Solely on the basis of Yeshua’s righteousness imputed to us through his blood which takes away our impurity. He more than covers us, more than forgives us. He cleanses us, making us whole and pure again.

They shall teach my people the difference between the holy and the common, and show them how to distinguish between the unclean and the clean.
Ezekiel 44:23

As you come to him, a living stone rejected by men but in the sight of God chosen and precious, you yourselves like living stones are being built up as a spiritual house, to be a holy priesthood, to offer spiritual sacrifices acceptable to God through Jesus Christ.
1 Peter 2:4-5

We have become the bride of Messiah, and we have also been made priests, not of the orders of Aaron or Melchizedek, but that of all believers. From the beginning, when Israel was chosen from among the nations, she was chosen to be God’s bride and a nation of priests to the world. Set apart and made holy, we are tasked with teaching the world the difference between unclean and clean, drawing them closer to their creator and interceding on their behalf.

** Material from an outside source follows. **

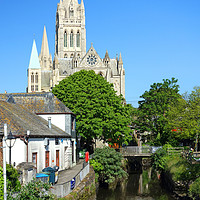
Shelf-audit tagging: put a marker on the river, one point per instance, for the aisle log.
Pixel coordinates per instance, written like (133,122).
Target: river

But you are a chosen race, a royal priesthood, a holy nation, a people for his own possession, that you may proclaim the excellencies of him who called you out of darkness into his marvelous light. Once you were not a people, but now you are God’s people; once you had not received mercy, but now you have received mercy. Beloved, I urge you as sojourners and exiles to abstain from the passions of the flesh, which wage war against your soul.
1 Peter 2:9-11

We are the bride of Christ, we are a nation of priests, and we are citizens of the Kingdom of God.  We have been reborn into the nation of Israel, wild olive shoots grafted into a cultivated tree. As citizens, whether physically circumcised or only spiritually, we are expected to behave ourselves as children of the King, not flaunting privilege, but obeying a higher standard.

Our ultimate purification is yet to come, but until we finally exchange these mortal, corruptible shells for eternal, incorruptible bodies, we must strive to live as pure as we are able, with the aid of God’s Word and Spirit. We can’t be perfect, but we can always be better than we are, one choice, one stop, one word at a time. It’s the least we can do for our ultimate, heavenly High Priest and Husband.